Ein- und Ausreise

 

Erklärung (zum Herunterladen, Word-Datei), mit der auf dem Luft- oder Seeweg nch Frankreich Einreisende erklären, dass sie frei sind von Covid-19-Erkrankung covid-19-attestation-sur-l-honneur-lettre-type

________________________________________________

Belgien Ein- und Durchreisebestimmungen, Stand 22. 04. 2021

Mitteilung der belgischen Regierung

Die Einreise nach Belgien ist wieder möglich. Es gibt keine Beschränkungen der Bewegungsfreiheit.

Zwischen Mitternacht und 5 Uhr morgens besteht allerdings ein striktes Ausgehverbot, es sei denn, es liegen Gründe vor, die eine Fahrt unbedingt notwendig machen.

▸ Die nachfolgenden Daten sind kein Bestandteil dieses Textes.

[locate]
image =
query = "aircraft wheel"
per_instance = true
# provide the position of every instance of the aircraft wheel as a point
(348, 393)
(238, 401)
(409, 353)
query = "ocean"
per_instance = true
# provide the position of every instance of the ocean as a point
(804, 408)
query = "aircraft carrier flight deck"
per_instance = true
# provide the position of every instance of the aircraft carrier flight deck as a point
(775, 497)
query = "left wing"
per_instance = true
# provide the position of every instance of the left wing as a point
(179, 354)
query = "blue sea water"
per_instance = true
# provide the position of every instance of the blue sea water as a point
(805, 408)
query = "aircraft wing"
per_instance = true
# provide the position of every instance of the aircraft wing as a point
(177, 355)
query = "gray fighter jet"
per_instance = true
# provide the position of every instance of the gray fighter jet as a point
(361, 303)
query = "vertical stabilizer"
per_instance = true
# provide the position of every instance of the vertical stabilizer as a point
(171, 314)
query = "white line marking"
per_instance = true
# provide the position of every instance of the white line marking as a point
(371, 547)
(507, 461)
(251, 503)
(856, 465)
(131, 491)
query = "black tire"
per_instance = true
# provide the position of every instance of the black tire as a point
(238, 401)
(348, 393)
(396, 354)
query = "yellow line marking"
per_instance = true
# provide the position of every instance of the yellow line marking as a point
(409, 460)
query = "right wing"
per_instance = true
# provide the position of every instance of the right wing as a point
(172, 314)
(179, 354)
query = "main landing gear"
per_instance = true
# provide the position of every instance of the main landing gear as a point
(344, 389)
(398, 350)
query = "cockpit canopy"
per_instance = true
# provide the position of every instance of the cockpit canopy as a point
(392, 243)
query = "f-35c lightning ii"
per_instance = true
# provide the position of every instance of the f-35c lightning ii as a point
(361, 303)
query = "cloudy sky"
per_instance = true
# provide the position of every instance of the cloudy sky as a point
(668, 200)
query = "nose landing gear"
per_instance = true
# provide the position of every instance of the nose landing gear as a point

Näheres auf der deutschsprachigen Internetseite der belgischen Regierung

https://www.info-coronavirus.be/de/news/

 

Mitteilungen des Auswärtigen Amtes Berlin

Einreise

Ab dem 19. April 2021 müssen Einreisende nach Belgien grundsätzlich innerhalb von 48 Stunden vor Einreise ein elektronisches „Passenger Locator Form“ https://travel.info-coronavirus.be/de/public-health-passenger-locator-form (PLF) ausfüllen und elektronisch versenden. Ein Nachweis (elektronisch oder Ausdruck) soll bei Einreise mitgeführt werden, da Kontrollen möglich sind. Die Nichtbeachtung kann zu einer Geldbuße in Höhe von bis zu 250,- Euro führen.
Die Einreise aus Nicht-Schengen-Staaten kann bei fehlendem Formular bzw. falschen Angaben verweigert werden. Einzelheiten sind im Vorspann des Formulars https://travel.info-coronavirus.be/de/public-health-passenger-locator-form erläutert.

Ausgehend von der Einstufung auf der Webseite Re-open EU http://reopen.europa.eu/ gilt Deutschland für Belgien als Risikogebiet/„rote Zone“. Personen, die aus einer „roten Zone“ nach Belgien reisen, müssen bei Einreise einen negativen PCR-Test mit sich führen. Die Abstrichentnahme darf maximal 72 Stunden zurückliegen. Kinder unter 6 Jahren sind hiervon befreit.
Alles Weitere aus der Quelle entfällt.